Speaker
Description
Normal spinels AM$_2$O$_4$ crystallize in the cubic space group Fd-3m at room temperature. The magnetic ions M form a pyrochlore sublattice, consisting of a network of corner-sharing tetrahedra prone to magnetic frustration. Complex magnetic ground states arise in these spinel compounds from a strong competition between magnetic interactions beyond the third neighbor [1-5]. In this talk, we focus on GeCo$_2$O$_4$, which orders at TN = 23 K into a complex antiferromagnetic structure characterized by the propagation vector k = (½ ½ ½) [3-5]. The magnetic ordering is accompanied by a cubic to tetragonal structural transition [3,4], which partly releases the magnetic frustration through magneto-structural effects. Moreover, elastic constant studies using ultrasound velocity measurements reported acoustic anomalies (in particular, in the C44 elastic constant related to the transverse acoustic phonons) at the magnetic transition, possibly associated to the structural distortion, thus suggesting a coupling between the magnetic excitations and the acoustic phonons [6].

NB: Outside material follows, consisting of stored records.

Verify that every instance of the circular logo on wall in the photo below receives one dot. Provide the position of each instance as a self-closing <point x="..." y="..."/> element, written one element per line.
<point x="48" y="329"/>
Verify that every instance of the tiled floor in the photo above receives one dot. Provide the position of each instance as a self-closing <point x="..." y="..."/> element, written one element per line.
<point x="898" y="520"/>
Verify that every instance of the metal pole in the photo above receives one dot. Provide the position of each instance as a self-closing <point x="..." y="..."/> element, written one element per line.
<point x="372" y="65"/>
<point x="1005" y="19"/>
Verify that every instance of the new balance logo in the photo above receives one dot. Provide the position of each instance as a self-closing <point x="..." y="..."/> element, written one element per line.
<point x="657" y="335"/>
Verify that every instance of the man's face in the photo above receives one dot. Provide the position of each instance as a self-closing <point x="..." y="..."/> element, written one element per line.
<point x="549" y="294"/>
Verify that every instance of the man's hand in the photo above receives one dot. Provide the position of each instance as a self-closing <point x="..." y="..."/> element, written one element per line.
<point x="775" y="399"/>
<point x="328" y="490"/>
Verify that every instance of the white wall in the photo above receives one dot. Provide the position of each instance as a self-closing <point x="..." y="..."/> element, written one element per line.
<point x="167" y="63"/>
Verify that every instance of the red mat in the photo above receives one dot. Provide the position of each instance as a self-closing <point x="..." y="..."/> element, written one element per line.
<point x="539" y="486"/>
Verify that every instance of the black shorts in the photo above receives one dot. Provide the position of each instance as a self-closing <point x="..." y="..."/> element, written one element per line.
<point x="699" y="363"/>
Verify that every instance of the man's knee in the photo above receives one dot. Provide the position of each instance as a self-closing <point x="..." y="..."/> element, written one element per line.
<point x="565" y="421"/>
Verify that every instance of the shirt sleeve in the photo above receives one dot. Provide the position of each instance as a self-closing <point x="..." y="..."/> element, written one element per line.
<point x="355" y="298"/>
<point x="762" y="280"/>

In this context, we have studied in detail the dynamics in GeCo2O4 and particularly focused on the coupling between spin and lattice degrees of freedom in the dynamical regime. We have performed inelastic neutron scattering on IN5 [10], which shows an interesting excitation spectrum around the Brillouin zone center, with acoustic phonons crossing gapped spin waves. Such crossing may hide the presence of hybrid excitations as previously evidenced in the hexagonal multiferroic YMnO3 [7-9]. We have tested this hypothesis and used longitudinal polarization analysis on THALES and IN20 in order to separate the nuclear and magnetic contributions to the inelastic neutron scattering cross section in GeCo2O4. The presence of a novel mode was evidenced in the nuclear scattering. It follows the dispersion of a magnon and disappears above TN, suggesting a spin-lattice hybrid excitation. However, the intrinsic nature of this mode remains unclear and will be discussed in this talk.